The public will be able to comment Tuesday on a proposal to funnel a larger share of the $837 million in supplemental and concentration grant funds under the new school finance system to the most needy students and schools in the Los Angeles Unified School District for the 2014-15 school year.

The school board will be hearing comments from community members on the district’s initial Local Control and Accountability Plan and on a resolution by three board members to create an “equity-based student need index” to determine which schools should be given the extra funds.

The vast majority of schools in Los Angeles Unified are eligible for both supplemental funds and special concentration grant money from the state because more than 55 percent of their students are low-income, English learners or in foster care. But both the district and advocacy groups are saying that the spirit of the new school finance law – aimed at helping schools that have the most needy students – calls for a closer look at how these funds should be distributed.

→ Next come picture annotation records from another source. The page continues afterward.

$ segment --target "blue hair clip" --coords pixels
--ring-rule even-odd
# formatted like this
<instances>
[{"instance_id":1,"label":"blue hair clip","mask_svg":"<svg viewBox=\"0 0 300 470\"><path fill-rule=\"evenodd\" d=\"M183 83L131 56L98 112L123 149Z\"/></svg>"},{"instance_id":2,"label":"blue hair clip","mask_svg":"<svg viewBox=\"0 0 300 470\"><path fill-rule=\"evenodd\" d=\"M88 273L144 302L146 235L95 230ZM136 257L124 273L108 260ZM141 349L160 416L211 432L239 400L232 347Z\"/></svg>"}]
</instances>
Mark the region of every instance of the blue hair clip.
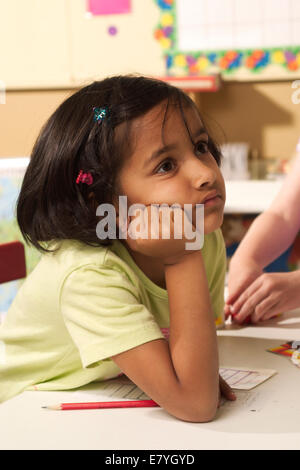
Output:
<instances>
[{"instance_id":1,"label":"blue hair clip","mask_svg":"<svg viewBox=\"0 0 300 470\"><path fill-rule=\"evenodd\" d=\"M108 108L93 108L94 111L94 121L101 122L108 116Z\"/></svg>"}]
</instances>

Community-based organizations in East and South Los Angeles are promoting a “student need index” that includes school factors (e.g., test scores and the number of dropouts and suspensions) and neighborhood factors (e.g., exposure to violence, asthma rates and access to community resources). Based on this index, the organizations have identified 242 schools out of a total of more than 900, primarily in East and South Los Angeles, that would be eligible for the extra funding. The resolution (item 48 on the agenda) by board members Mónica García, Richard Vladovic and Steve Zimmer says that the district should use this student need index “as the foundation” for its decision on how to distribute the funds.

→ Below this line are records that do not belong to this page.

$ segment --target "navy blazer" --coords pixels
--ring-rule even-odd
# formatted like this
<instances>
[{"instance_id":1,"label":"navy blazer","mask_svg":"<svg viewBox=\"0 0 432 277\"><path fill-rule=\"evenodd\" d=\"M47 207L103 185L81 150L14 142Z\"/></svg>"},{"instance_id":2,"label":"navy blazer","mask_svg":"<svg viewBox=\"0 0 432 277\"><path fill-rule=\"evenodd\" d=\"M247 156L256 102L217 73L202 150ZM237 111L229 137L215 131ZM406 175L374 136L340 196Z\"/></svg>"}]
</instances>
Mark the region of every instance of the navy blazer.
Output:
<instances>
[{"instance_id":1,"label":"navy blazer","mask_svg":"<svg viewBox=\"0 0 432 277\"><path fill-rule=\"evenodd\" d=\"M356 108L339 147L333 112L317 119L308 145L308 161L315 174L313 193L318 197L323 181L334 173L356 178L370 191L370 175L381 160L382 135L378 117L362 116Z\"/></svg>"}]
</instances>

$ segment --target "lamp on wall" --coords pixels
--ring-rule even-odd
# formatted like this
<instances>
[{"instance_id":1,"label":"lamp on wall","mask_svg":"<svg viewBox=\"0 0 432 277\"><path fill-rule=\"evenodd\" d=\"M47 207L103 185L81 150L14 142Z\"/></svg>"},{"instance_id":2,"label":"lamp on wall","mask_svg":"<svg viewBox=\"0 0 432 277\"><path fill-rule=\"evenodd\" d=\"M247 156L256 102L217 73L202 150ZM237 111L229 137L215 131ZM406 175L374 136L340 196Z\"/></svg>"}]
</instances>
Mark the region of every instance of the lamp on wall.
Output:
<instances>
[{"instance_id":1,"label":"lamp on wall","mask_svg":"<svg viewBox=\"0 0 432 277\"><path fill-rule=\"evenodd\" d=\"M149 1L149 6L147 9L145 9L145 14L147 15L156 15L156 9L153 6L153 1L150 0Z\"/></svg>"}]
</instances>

Although the district has not agreed completely with the criteria and the suggested list of schools put forward by the advocates, its proposal is “similar to what the advocates and youth are promoting,” said Edgar Zazueta, chief of external affairs for the district. “We’re not that far apart, but we want to make sure we capture all the schools. A few schools are missing.”

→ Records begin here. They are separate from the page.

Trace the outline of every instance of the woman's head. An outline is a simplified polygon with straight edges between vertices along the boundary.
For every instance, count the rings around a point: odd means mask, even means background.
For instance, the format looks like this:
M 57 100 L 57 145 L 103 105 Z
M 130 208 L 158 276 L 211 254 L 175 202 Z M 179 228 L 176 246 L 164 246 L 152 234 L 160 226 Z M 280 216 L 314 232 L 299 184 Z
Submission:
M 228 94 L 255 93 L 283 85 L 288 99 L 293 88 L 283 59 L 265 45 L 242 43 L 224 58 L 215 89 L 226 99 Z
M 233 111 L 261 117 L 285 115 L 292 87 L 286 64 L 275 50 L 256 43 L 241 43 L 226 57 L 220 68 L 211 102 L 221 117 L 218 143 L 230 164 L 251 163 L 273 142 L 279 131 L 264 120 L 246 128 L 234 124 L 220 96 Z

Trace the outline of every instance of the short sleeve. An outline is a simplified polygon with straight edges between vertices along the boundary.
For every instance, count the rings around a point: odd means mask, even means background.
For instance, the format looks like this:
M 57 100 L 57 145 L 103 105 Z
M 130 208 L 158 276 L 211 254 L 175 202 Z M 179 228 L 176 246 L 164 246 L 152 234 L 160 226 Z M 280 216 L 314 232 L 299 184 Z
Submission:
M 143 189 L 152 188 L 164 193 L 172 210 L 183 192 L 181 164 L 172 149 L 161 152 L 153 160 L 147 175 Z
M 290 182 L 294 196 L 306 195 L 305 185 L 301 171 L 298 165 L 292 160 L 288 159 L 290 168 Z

The issue has come to the forefront because of the way the state currently allocates funding, using what are called “unduplicated counts.” So, for example, if 80 percent of School A’s students are low-income, 40 percent of those low-income students are English learners and 5 percent are foster youth, the state only counts 80 percent in determining both supplemental and concentration funds allocated to the district based on the students in that school. The school does not receive extra funds for the English learners and foster youth because they are already part of the low-income count.

The needs of the students in that school, however, are arguably greater than School B, which has 80 percent low-income youth but no English learners or students in foster care.

Zazueta says the district wants to use duplicated counts, which would give School A a need of 125 percent versus 80 percent for School B, ranking it much higher on a student need index.

The district is still considering what other factors to include and how to weigh the various factors, he said. “We want to first start with the schools and students hit hardest during the recession,” he added.

Zazueta says the district expects push-back at the meeting from the schools who wouldn’t get the extra funds under a student need index even though they are eligible, as well as support for such an index from advocacy groups, such as students from Fremont High in South Los Angeles, who met last Thursday to rally support.

“We need to get resources in the schools that need them the most,” said Briana Lamb, a senior at Fremont and a member of Fremont Youth Empowered Through Action, which is organizing youth to attend Tuesday’s meeting.

“Just showing students that somebody does care, that gives them the extra push to want to succeed in school and actually graduate and go to college and do something positive,” she said.